Character Arrays in C++

The procedure for declaring character array is almost the same as for other data types such as integer or floating point. We can declare the character array by means of alphanumeric characters. The general format of the character array is,

storage_class character_data_type array_name[expression];

The storage_class is optional and it may be either one of the scope of the variable such as automatic, external, static, or register; the array name can be any valid C++ identifier and the expression a positive integer constant.

For example:

char page [40];
char sentence [300];
static char line[50];

Each element of the array is placed in a definite memory space and each element can be accessed separately. The array element should end with the null character as a reference for the termination of a character array.

Initialization of character array:

The following array definition creates a 13-element array with Greetings[O] being initialized to ‘H’, Greeting[l] being initialized to ‘e’, and so on through Greetings[11] being initialized to ‘d’ and Greetings[12] being initialized to ‘\0′.

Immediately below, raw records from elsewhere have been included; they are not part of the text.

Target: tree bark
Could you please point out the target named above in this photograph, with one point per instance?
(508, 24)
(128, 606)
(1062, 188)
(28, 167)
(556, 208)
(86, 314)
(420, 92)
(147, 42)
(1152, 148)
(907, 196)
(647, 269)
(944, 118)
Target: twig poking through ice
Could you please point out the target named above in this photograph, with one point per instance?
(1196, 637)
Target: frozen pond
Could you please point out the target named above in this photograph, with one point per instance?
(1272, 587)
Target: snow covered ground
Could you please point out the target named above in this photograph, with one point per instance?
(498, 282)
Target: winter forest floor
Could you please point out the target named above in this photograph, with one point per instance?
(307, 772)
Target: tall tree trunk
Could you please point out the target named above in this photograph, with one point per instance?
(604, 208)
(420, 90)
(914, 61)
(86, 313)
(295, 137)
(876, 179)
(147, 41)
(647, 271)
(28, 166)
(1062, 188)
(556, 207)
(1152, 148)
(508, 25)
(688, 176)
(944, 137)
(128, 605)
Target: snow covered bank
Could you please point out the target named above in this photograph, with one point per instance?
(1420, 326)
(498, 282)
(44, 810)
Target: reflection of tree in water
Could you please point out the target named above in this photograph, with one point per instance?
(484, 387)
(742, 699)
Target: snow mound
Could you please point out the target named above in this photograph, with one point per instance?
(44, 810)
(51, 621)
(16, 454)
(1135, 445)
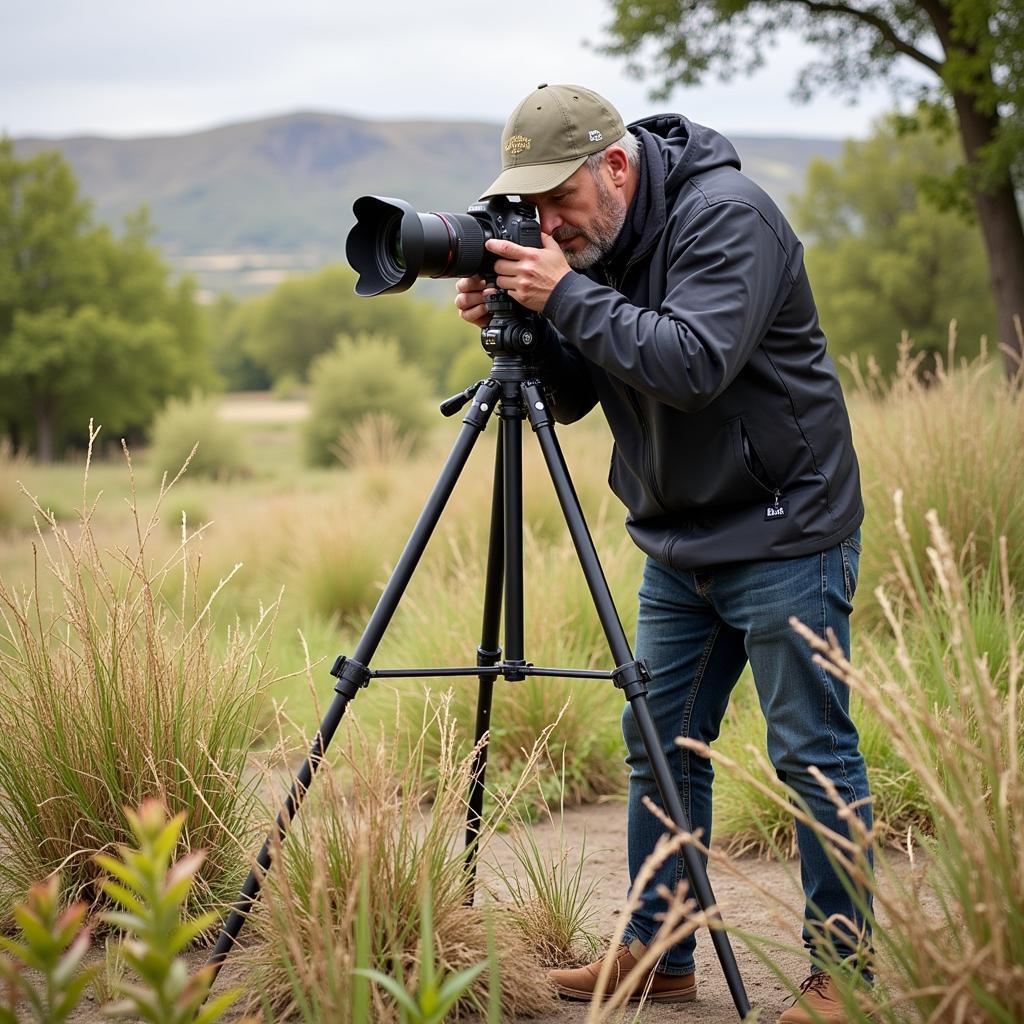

char Greetings[] = "Hello, world";

The iostream library includes a definition of the insertion operator < for a right operand that is a char array. The operation displays all of the characters of the array that precede the first null character in the array. For example, the following insertion causes the phrase "Hello, world" to be displayed to the standard output stream.

cout << Greetings;

The extraction operator is also defined in the iostream library for a right operand that is a char array. The extraction by default first skips leading whitespace characters and then extracts the next sequence of non-whitespace character from the input stream. A null ‘\0′ is automatically stored in the array element that occurs after the element that holds the last extracted character.